Ann Emerg Med. 2010;56:601-610

[2-point US + D-dimer] vs [Whole-Leg Color Doppler] (JAMA 2008;300:1653-59)
下肢DVT症状(+)の患者2098名(>18yr), DVT既往歴(-)の患者群を上記2群にRandomに振り分け, 3moフォロー
 2-point US群では, USにて正常 ⇒ D-dimer測定 ⇒ 異常 ⇒ 2回目US(1wk) ⇒ 正常 ⇒ 経過観察の流れ.
 両検査にてDVTを診断されたのは,  22.1%[19.6-24.6] vs 26.4%[23.7-29.1] (Reference Standardが無く, 母集団中の有病率も不明であり, 比較は困難)
 両検査にてDVTを否定された患者の内, 3moのフォロー期間中に症候性DVTを診断された割合は, 0.9%[0.3-1.8] vs 1.2%[0.5-2.2], Differece 0.3%[-1.4%~0.8%]
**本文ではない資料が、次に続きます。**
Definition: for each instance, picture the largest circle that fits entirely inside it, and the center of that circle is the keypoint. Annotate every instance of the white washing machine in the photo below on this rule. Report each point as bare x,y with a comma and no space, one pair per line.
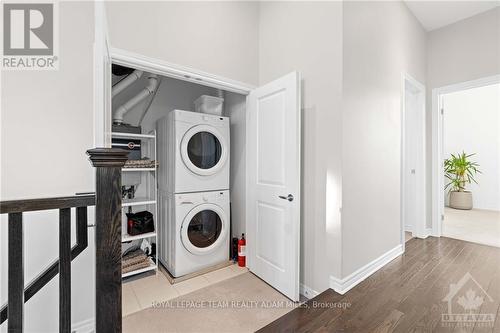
193,152
194,231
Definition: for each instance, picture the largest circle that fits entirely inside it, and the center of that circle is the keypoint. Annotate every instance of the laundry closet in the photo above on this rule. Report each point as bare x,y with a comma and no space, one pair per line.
210,159
183,187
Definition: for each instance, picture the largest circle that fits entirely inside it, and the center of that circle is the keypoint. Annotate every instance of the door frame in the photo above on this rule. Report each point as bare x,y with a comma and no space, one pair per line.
438,144
421,162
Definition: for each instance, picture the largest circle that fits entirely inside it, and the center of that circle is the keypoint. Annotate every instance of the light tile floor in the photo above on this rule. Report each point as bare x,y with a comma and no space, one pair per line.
476,225
139,294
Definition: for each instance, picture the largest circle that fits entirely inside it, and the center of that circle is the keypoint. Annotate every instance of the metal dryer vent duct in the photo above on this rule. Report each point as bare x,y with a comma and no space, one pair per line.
149,90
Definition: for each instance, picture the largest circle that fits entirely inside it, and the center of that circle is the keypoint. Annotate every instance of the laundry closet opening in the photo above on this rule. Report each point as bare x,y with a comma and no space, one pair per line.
184,184
210,159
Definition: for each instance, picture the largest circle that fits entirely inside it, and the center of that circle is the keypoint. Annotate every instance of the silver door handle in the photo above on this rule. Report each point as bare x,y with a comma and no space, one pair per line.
289,197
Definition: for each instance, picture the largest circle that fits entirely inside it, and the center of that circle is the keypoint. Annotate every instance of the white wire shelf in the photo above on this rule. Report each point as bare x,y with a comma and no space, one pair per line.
138,169
128,238
138,202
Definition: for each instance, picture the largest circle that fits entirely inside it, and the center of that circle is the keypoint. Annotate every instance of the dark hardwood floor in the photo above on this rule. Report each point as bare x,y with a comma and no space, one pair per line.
408,294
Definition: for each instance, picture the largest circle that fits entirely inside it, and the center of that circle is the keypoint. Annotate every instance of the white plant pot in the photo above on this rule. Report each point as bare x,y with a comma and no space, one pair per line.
461,200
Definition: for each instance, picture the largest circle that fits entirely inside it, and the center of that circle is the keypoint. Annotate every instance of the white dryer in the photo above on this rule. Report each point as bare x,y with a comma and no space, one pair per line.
194,231
193,152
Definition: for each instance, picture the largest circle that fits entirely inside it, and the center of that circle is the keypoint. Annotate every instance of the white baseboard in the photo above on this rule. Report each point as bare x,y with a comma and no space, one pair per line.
85,326
344,285
307,291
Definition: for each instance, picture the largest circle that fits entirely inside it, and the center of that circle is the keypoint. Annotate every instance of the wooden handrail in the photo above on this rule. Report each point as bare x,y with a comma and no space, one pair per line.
108,200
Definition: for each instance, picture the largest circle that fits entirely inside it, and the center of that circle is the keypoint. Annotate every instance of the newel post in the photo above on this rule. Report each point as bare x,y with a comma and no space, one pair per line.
108,163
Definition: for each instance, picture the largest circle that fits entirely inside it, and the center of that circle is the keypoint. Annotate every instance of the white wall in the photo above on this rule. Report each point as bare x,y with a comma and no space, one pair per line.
216,37
463,51
172,94
234,107
472,124
381,40
176,94
307,37
46,127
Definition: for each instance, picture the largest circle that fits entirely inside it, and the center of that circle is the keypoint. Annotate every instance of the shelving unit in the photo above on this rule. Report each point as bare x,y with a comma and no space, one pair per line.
149,201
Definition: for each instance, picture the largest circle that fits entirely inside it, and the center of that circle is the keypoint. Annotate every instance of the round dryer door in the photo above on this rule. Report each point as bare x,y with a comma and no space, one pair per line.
203,150
204,229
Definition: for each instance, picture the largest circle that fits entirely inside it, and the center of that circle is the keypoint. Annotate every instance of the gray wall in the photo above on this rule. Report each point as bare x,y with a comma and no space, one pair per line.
381,41
463,51
46,127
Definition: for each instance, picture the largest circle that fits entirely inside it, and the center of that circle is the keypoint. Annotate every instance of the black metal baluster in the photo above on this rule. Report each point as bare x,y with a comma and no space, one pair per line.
65,270
81,228
15,273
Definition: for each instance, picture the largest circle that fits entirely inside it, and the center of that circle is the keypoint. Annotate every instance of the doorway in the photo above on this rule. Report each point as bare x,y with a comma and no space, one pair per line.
466,121
413,159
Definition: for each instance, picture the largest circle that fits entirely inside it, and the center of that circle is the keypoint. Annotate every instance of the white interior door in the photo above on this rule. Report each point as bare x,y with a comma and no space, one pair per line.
413,169
273,183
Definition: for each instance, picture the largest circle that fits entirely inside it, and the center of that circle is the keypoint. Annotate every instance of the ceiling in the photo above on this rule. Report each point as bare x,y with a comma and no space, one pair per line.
436,14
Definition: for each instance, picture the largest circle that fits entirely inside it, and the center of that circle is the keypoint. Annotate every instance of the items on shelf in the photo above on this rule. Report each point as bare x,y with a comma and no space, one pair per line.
140,223
134,260
143,163
128,192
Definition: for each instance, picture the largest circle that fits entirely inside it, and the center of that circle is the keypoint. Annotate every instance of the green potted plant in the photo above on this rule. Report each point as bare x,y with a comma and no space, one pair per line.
460,171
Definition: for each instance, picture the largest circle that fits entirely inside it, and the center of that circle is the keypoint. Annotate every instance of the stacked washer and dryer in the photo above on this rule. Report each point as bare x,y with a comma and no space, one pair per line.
193,182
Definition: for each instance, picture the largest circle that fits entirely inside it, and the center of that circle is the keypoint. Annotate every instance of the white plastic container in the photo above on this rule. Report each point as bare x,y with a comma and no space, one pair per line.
209,104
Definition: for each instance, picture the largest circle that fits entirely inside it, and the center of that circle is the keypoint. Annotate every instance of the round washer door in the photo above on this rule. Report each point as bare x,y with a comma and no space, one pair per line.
204,229
203,150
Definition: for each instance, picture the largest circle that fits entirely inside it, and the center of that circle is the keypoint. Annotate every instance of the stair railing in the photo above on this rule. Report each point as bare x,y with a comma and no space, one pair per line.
108,163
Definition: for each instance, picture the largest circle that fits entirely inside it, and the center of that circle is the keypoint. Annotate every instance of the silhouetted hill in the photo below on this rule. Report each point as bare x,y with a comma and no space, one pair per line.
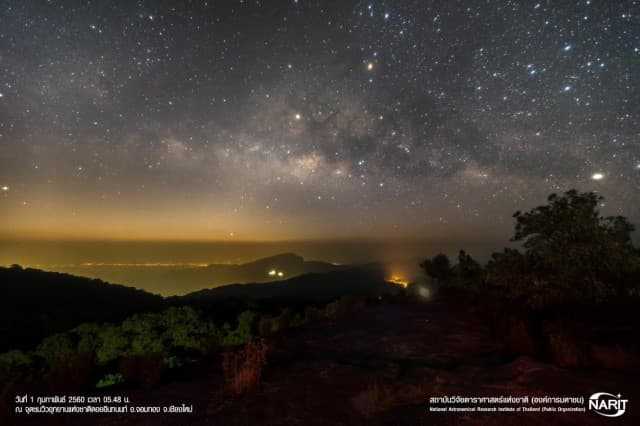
356,282
182,279
35,304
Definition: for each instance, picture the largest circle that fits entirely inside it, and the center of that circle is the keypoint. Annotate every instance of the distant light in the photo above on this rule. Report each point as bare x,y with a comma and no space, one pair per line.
424,292
396,279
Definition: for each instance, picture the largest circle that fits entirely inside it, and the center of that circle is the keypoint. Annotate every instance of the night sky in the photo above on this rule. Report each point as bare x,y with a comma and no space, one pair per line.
284,120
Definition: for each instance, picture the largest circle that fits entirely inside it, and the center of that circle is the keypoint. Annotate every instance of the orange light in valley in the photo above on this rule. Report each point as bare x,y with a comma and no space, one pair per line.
396,279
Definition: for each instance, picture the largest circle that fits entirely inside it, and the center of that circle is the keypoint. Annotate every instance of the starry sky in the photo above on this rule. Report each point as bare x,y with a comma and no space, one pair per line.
305,119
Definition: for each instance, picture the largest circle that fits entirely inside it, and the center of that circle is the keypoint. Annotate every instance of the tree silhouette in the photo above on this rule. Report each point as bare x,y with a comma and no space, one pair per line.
571,248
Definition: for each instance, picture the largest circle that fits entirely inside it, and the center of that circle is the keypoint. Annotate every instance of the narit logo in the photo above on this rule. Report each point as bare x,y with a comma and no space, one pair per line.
607,404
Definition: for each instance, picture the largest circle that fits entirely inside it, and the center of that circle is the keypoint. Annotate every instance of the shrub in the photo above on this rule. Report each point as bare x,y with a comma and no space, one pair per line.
14,362
242,369
110,380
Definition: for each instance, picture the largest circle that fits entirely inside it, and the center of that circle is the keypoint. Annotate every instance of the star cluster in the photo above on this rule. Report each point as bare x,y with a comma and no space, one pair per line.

2 point USとD−dimerを併用することで下肢全体の静脈エコーと同等の診断能が期待できる.

下肢エコー正常ならばもう大丈夫か?
臨床的にDVTを疑われた患者1926名にWhole-leg USを施行
 その内395名が陽性(20%).
 陰性の1531名中, 523名をRandomに抜き出し, 3moフォロー.
 63%が何らかの予防を施行(機械的, 薬剤, 併用)
3moのフォローにて,
 0.6%[0.1-1.7]が非致死的症候性VTEを発症.
 1.9%[0.9-3.5]が非致死的, 致死的症候性VTEを発症. (Am J Med 2010;123:158-65)
 エコーが陰性でも1.9%にVTEを生じるRiskがある

正常下肢エコー後のDVTのRisk; Meta-analysis
 7つのStudyのMeta-analysis(n=4731)
 DVTを疑われて下肢エコーを施行 ⇒ 陰性であった4731名の90d以内DVT発症Riskを評価
(JAMA 2010;303:438-45)
 抗凝固療法は未施行.
 Active cancerは13.7%, Major surgery後は15.3%
 3moのフォローにてVTEを来たしたのは0.7%
 その内Proximal DVT 20.6%, Distal DVT 32.4%,
 非致死的PE 20.6%, 死亡は26.5%
 3moのVTE発症率は0.57%[0.25-0.89]

DVTのRisk別の発症率は
 Low 0.29%[0-0.70]
 Moderate 0.82%[0-1.83]
 High Risk 2.49%[0-7.11] エコーで陰性でもリスクが高い場合は要注意といえる.